Another spectacular construction project was the digging of the great canal that bisects the island. It was nearly 2,000 feet (610 meters) long and about one hundred feet (30.5 meters) wide. At the mouth of the canal, the Calusa constructed rectangular tanks called watercourts. Archaeologists theorize that they were built to hold schools of fish diverted from the canal until they could be eaten, smoked or dried for later consumption. Scores of men and women using nets made of the fiber from cabbage palm leaves could have easily diverted the fish into openings in the berms that led to the water courts. Nets or wooden gates could have closed the openings, trapping the fish inside the watercourts.

Jason Urbanus notes, “There is evidence that wooden racks stood near the watercourts where fish could be processed, dried, and smoked… The Calusa had engineered an almost perfect system to maintain and exploit their food resources without the need for large-scale agriculture.”

But what kinds of fish were the Calusa eating? The waters surrounding them were filled with some of the most delicious fish found anywhere, including flounder, snappers, sheepshead, seatrout, and red drum (commonly called “redfish”). I’ve eaten them all and can verify their tastiness, but the Calusa were less concerned with their flavor as much as their small size, which made then easier and quicker to dry and smoke. So, they preferred what today we would call “baitfish,” namely pinfish (a type of porgy), pigfish (redmouth grunt), and hardhead catfish (similar to gafftopsail catfish). Since their only cooking utensils were clay pots and possibly wooden grates for smoking and grilling, they could not fry or bake seafood. Except in some cases, mollusks in their shells placed on coals. In my opinion smoked or dried fish are more palatable than boiled fish. They also caught, killed, and consumed mollusks, crustaceans, sea turtles, and some land animals, such as deer.
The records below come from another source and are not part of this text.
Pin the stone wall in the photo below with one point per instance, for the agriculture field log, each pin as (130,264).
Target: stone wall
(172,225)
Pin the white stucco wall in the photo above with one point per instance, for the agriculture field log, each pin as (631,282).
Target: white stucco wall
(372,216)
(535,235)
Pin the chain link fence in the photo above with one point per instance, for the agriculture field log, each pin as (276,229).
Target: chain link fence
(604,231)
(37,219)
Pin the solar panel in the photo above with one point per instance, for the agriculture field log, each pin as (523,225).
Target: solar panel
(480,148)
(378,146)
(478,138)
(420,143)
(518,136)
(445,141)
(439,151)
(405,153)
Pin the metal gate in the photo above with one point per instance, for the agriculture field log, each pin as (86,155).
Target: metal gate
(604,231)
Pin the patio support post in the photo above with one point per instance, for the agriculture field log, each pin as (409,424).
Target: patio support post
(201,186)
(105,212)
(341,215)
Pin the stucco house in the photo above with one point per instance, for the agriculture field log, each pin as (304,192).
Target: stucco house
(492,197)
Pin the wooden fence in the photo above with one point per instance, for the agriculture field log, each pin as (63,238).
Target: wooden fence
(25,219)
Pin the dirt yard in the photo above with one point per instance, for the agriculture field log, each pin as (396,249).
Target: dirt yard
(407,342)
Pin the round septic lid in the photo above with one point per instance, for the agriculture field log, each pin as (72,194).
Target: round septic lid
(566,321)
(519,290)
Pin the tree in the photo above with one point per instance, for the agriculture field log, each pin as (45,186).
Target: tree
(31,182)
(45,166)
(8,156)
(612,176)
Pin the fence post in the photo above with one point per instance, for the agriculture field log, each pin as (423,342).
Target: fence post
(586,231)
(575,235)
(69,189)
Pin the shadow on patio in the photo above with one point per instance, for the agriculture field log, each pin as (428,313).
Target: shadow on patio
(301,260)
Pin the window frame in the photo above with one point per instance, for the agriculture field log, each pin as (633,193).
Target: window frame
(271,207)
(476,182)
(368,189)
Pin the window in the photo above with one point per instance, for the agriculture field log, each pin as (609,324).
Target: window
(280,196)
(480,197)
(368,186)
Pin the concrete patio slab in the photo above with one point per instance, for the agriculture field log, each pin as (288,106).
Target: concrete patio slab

And what became of the first seafood society? For a while the Calusa were protected by the Spanish settlers of Florida, but after 1702, the English occupied St Augustine and began attacking the Spanish garrisons in Florida. They destroyed them and the missions, scattering all the Florida Indians, who were often taken as slaves or succumbed to infectious diseases brought by the Europeans. The Calusa survivors fled to Cuba, where they were assimilated and faded away as a tribe.